Menurut A Manurung Kaseksi Hak Tanah dan Pendaftaran Tanah BPN Taput, Kamis (6/11), lahan transmigrasi Simpang Bolon tidak jadi disertifikatkan karena arealnya masuk dalam kawasan hutan register 44.
Dia menyebut Dinas Kehutanan Taput memberikan lokasi transmigrasi yang belum memiliki izin pembebasan dari Kementrian Kehutanan. Sehingga BPN belum bisa menerbitkan sertifikat tanah sebelum ada pelepasan bahwa lahan itu bukan lagi kawasan hutan register 44. “Sampai saat ini BPN juga tidak tahu tentang jual beli tanah tersebut,” kata Manurung.
api apa yang dikatakan Manurung bertentangan dengan keterangan Kabid Transmigrasi Dinas Sosial Tenaga Kerja dan Transmigasi Taput H Sitorus. Menurutnya, areal lokasi transmigrasi sudah dilepas dari kawasan hutan lindung melalui surat keputusan Kementerian Kehutanan. Soalnya itu adalah proyek pusat, katanya.
Diungkapkannya, dulunya penyerahan itu dari keturunan Op.
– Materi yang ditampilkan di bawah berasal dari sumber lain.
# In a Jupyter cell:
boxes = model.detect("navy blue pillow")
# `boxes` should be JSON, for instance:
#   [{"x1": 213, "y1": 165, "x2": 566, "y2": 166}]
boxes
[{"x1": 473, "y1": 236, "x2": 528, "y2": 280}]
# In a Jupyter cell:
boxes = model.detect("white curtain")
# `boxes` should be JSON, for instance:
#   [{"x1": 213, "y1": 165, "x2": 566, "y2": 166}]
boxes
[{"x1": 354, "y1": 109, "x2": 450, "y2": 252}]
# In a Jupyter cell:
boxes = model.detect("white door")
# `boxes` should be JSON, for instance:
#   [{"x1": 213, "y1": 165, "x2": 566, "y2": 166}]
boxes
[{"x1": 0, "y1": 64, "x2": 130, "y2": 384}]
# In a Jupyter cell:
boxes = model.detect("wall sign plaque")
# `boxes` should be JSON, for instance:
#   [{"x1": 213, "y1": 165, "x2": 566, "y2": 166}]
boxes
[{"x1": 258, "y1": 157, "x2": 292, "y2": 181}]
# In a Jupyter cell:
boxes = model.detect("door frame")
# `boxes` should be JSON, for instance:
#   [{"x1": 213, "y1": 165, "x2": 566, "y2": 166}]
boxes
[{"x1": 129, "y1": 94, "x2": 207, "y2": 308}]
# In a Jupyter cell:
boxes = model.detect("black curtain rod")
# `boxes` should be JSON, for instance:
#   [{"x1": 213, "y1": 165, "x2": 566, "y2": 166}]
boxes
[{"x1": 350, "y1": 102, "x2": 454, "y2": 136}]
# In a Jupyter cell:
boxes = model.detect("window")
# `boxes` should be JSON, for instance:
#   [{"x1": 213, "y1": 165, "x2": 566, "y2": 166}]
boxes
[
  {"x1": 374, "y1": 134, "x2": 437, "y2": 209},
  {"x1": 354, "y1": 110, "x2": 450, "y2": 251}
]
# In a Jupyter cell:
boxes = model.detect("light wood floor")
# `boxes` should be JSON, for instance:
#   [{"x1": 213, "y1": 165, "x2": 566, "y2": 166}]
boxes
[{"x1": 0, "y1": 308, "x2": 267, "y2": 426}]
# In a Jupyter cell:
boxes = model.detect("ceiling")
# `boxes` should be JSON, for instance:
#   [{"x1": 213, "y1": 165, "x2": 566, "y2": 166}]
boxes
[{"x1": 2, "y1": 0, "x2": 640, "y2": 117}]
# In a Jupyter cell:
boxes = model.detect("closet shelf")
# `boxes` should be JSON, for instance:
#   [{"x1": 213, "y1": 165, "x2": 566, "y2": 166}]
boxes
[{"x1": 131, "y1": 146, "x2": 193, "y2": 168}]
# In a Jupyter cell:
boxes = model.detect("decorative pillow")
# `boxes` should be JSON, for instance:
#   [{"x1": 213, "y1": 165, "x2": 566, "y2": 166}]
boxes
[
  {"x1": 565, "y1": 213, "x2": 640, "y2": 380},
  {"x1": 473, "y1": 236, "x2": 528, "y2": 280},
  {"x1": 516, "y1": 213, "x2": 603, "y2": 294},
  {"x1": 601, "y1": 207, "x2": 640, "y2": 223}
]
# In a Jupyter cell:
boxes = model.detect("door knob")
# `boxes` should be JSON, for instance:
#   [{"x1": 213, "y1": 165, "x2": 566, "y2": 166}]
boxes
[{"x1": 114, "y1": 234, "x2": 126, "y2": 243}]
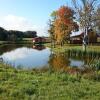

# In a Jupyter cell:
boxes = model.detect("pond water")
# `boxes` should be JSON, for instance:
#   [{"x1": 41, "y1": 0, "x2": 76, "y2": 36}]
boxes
[
  {"x1": 0, "y1": 45, "x2": 51, "y2": 69},
  {"x1": 0, "y1": 44, "x2": 95, "y2": 71}
]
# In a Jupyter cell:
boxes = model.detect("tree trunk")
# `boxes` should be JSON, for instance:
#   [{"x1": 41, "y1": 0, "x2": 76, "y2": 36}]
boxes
[{"x1": 83, "y1": 28, "x2": 88, "y2": 52}]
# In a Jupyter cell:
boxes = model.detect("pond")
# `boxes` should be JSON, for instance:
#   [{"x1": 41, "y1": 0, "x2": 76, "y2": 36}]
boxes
[
  {"x1": 0, "y1": 44, "x2": 51, "y2": 69},
  {"x1": 0, "y1": 44, "x2": 97, "y2": 71}
]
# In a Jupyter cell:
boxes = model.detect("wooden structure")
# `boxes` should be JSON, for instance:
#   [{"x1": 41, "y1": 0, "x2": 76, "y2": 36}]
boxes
[
  {"x1": 33, "y1": 37, "x2": 46, "y2": 44},
  {"x1": 70, "y1": 29, "x2": 97, "y2": 44},
  {"x1": 33, "y1": 45, "x2": 45, "y2": 50},
  {"x1": 70, "y1": 33, "x2": 83, "y2": 44}
]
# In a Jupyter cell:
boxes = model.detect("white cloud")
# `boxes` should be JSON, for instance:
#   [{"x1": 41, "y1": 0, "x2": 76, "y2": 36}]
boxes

Parlombu marga Pasaribu seluas 640 Ha kepada Pemkab Taput, Lalu tahun 2006 keluarlah SK Torang Lumbantobing tentang penetapan calon lokasi transmigrasi. Kemudian tahun 2009 dengan anggaran sekitar Rp 5 M, dimulailah pembenahan sarana dan prasarana bagi 100 KK peserta transmigrasi yang terdiri dari 50 KK transmigrasi lokal dan sisanya dari DKI dan Jateng.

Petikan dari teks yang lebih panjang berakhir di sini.